Ce n’est donc pas un problème pour moi de gérer tous ses groupes. Je m’investis dans un groupe jusqu’à m’ennuyer dans celui-ci, dans ce cas, je fais autre chose, jusqu’à m’ennuyer et ainsi de suite, puis je reviendrai sur un ancien projet, etc, etc…

Donc tu reviens à Strapping dès que tu as envie de te changer les idées et te relaxer ?
Pas vraiment. Chacun de mes projets est une partie différente d’un même tout. Parfois, j’ai besoin de Strapping Young Lad (avec des intonations différentes) pour dire Fucccck !, d’autres fois de The Devin Townsend Band pour dire Loooove.
Mais en tant que personne et être humain, j’ai besoin des deux pour me sentir bien.
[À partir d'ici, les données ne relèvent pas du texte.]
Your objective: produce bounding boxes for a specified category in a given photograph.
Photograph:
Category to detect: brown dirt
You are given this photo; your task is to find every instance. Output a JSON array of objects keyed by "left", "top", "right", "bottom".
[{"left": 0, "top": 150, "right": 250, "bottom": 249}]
Si je veux me sentir de telle ou telle façon, je choisirai tel ou tel groupe. Je me sens bien du moment que je travail et que je crée !

Je suppose que par conséquent, tu n’as pas un projet qui te tiens plus à cœur que les autres ?
Exact. Chacun de mes projets me mènent au suivant.
Maintenant que j’ai finis Alien, je peux me mettre au nouveau The Devin Townsend Band puis sur un autre album dès que j’ai fini.

En parlant de The Devin Townsend Band. Tu peux nous en dire plus sur le nouvel album ?
(le sourire aux lèvres). Oui.
Il s’appelle Thinkestra (ndr - je ne suis pas sûr de l’orthographe), c’est un mix entre un orchestre et « Think ». Je le trouve particulièrement beau, et non pas horrible (rires). J’en suis très satisfait.

On pourra l’écouter quand ?
J’espère à la fin de l’année, sinon au début de l’année 2006.

Tu vas produire le nouveau Darkest Hour, comment cela s’est-il fait ?
Ils m’ont envoyé un mail en me disant qu’ils seraient intéressés par le fait que je les produise. Au début, j’étais un peu dubitatif. Puis, ils m’ont dis qu’ils voulaient faire quelque chose avec une touche très Pink Floyd. Alors dans ce cas là, j’étais totalement pour (rires) !

La musique représente toute ta vie, pourrais-tu vivre une journée sans écouter de la musique ?
Bien sûr. (S’affalant à nouveau dans le canapé et baillant)
Oh si tu savais, je suis levé depuis si longtemps…
Il m’arrive de faire des indigestions de musique et de ne plus en écouter pendant deux semaines. Mais lorsque je fais quelque chose en rapport avec la musique, j’y pense 24h/24. Il faut trouver le juste équilibre en fait. Parfois, j’écoute énormément de musique afin de trouver une certaine inspiration, d’autres fois pas du tout.

Tu veux rajouter quelque chose ?
Je suis ravi d’être à nouveau en France, et je suis très content que des gens prennent le temps d’écouter ce que nous faisons. La musique me permet de me sentir mieux. Donc, pour tous ceux qui ont aimé l’album Merci de l’avoir écouté !

Merci à toi ! Tu vas tenir le coup jusqu’à ce soir et voir le concert de Dark Tranquillity et Kreator ?
Oui, je pense car j’aime ces groupes. Mais je suis quand même extrêmement fatigué…

Un grand merci à Valérie et Devin Townsend pour sa gentillesse et sa bonne humeur.